Mechanisms controlling caffeine‐induced relaxation of coronary artery of the pig

1 We studied the effects of caffeine on coronary artery smooth muscle of the pig by measuring changes in isometric tension, cytosolic free Ca 2+ concentration ([Ca 2+ ] i ) and transmembrane potential. 2 In the absence of tone, caffeine induced a concentration‐dependent transient contraction of coronary artery strips, followed by sustained relaxation. Simultaneously with the relaxation, caffeine, 25 m m , hyperpolarized the smooth muscle cells by 7.7 ± 0.9 mV. 3 Caffeine caused a concentration‐dependent relaxation of strips precontracted with 10 −5 m acetylcholine (ACh). A supramaximal relaxing concentration of 25 m m caffeine produced an additional transient increase in [Ca 2+ ] i on the Ca 2+ plateau of ACh tonic contraction, which was followed by a decrease in [Ca 2+ ] i to a level slightly below the basal concentration. This relaxation was accompanied by a hyperpolarization of 7.3 ± 0.9 mV. 4 KCl 120 m m (high K + ) contracted the strips with a concomitant depolarization of 38.6 ± 1.6 mV and sustained increase in [Ca 2+ ] i . Caffeine caused a concentration‐dependent relaxation of high K + ‐induced contraction. Caffeine, 25 m m , decreased the Ca 2+ plateau to a level that remained above the basal concentration of Ca 2+ but did not change the membrane potential. 5 When strips were placed in a Ca 2+ ‐free medium with EGTA 2 m m and, in addition, ACh was applied successively three times, both intracellular and extracellular mobilizable Ca 2+ pools were depleted. In these conditions, phorbol 12,13 dibutyrate (PDBu) 10 −7 m and prostaglandin F 2α (PGF 2α ) 10 −5 m contracted the strips. Caffeine (25 m m ) inhibited these contractions with no change in [Ca 2+ ] i . 6 Forskolin, 3 × 10 −7 m , inhibited ACh induced‐contraction but did not affect those induced by PDBu. 7 In conclusion, these results show that caffeine has multiple cellular effects.
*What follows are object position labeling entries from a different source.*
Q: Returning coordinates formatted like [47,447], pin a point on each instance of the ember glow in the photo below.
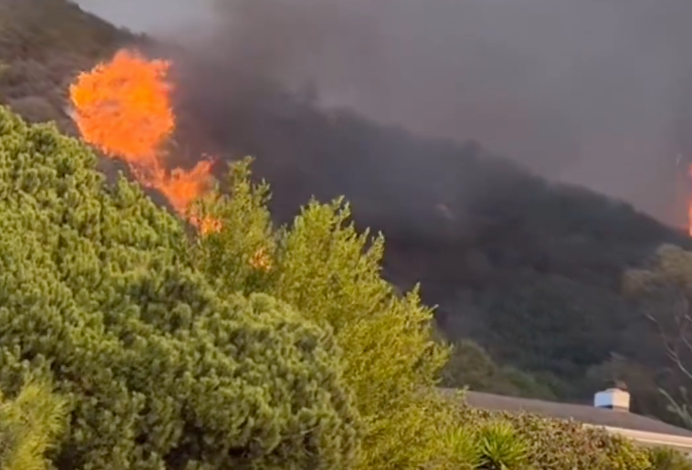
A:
[123,108]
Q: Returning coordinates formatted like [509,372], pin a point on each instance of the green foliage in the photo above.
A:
[30,425]
[500,447]
[332,274]
[531,441]
[664,293]
[99,293]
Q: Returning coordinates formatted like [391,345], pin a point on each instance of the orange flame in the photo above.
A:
[124,108]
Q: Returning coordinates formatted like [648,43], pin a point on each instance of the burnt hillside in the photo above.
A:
[529,269]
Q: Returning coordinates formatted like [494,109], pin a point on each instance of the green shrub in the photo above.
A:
[97,291]
[553,444]
[30,424]
[331,273]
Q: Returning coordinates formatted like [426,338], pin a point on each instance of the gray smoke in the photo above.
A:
[585,91]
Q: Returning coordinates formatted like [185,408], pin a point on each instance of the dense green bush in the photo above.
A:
[554,444]
[331,273]
[97,291]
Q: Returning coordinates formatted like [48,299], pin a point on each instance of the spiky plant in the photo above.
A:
[501,447]
[29,426]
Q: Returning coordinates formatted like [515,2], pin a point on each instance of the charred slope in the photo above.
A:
[529,269]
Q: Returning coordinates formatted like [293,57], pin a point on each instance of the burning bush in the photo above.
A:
[98,292]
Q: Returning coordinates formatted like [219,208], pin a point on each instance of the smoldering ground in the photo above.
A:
[588,92]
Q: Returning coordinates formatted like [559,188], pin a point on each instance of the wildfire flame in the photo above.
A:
[123,107]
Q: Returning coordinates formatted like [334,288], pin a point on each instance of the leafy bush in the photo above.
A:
[552,444]
[97,291]
[29,426]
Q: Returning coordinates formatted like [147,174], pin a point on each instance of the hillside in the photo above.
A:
[529,269]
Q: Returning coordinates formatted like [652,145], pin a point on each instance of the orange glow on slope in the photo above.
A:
[123,107]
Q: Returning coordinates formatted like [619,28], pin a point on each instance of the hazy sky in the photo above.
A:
[585,91]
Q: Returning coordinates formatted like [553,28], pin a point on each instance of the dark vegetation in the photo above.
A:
[530,271]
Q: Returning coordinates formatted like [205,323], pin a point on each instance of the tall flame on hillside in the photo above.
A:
[123,107]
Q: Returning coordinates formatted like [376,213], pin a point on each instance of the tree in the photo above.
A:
[664,293]
[330,272]
[98,291]
[30,425]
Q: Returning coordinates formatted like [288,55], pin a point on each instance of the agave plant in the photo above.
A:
[501,447]
[29,426]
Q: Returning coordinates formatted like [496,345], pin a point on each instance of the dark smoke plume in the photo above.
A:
[587,92]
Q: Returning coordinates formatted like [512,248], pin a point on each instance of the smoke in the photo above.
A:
[583,91]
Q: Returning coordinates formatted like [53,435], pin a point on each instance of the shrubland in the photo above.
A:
[128,341]
[526,273]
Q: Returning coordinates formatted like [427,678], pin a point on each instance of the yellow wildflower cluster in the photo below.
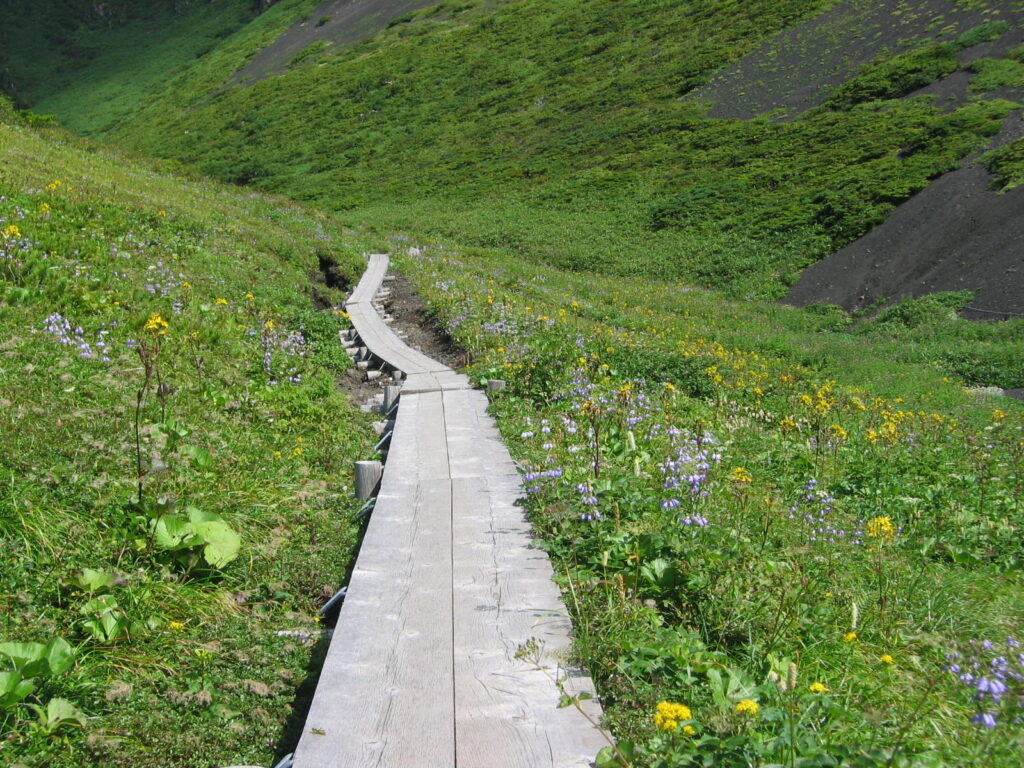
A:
[882,527]
[669,716]
[156,325]
[748,707]
[740,476]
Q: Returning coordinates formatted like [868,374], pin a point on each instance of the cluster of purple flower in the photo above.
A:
[994,674]
[688,468]
[289,343]
[815,509]
[160,281]
[60,328]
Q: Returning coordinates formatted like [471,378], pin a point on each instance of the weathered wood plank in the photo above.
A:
[373,276]
[448,585]
[385,697]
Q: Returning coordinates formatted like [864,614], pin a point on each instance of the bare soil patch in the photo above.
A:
[954,235]
[419,328]
[337,22]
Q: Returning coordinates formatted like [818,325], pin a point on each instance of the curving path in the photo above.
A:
[422,672]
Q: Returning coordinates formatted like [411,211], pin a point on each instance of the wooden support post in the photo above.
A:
[390,397]
[368,477]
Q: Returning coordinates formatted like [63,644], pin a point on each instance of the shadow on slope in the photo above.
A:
[336,22]
[798,68]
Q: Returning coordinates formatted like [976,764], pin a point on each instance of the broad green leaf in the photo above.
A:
[59,655]
[13,688]
[173,531]
[222,544]
[92,580]
[23,654]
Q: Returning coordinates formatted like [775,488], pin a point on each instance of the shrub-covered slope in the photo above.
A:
[173,464]
[576,134]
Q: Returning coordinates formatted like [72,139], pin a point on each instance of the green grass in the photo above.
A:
[177,660]
[1007,163]
[817,423]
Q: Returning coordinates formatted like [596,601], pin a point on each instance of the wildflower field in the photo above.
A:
[807,555]
[175,461]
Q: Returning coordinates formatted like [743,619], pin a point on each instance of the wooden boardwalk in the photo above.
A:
[421,672]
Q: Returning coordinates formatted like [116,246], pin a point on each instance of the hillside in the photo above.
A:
[574,146]
[787,536]
[174,450]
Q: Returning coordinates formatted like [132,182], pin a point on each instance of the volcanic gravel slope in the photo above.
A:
[336,23]
[957,232]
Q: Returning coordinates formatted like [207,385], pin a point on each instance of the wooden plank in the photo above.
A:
[373,276]
[384,697]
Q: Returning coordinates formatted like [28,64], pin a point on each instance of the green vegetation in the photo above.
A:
[570,148]
[775,522]
[174,449]
[94,71]
[896,76]
[1007,163]
[775,527]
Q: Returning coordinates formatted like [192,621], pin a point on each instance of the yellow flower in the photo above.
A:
[740,476]
[881,527]
[749,707]
[156,325]
[669,714]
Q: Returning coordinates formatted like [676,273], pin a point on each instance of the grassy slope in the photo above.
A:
[570,148]
[818,432]
[176,663]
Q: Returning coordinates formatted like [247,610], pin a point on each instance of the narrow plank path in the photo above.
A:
[422,669]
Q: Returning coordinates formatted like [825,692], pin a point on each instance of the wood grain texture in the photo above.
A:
[448,586]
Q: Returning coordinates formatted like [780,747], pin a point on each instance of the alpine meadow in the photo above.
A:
[743,280]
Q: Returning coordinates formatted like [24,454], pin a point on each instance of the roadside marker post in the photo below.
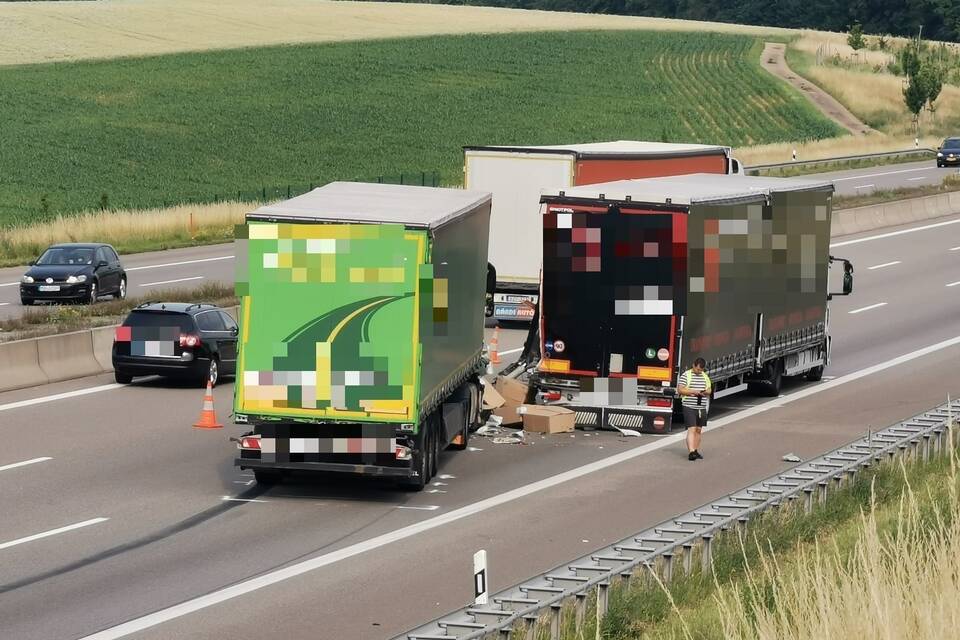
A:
[481,590]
During caffeine‐induced relaxation, [Ca 2+ ] i , adenosine 3′: 5′‐cyclic monophosphate (cyclic AMP) content and membrane potential are modified. The findings suggest, however, that these effects are secondary, and that caffeine acts mainly by another unknown mechanism, possibly involving a direct inhibition of the contractile apparatus.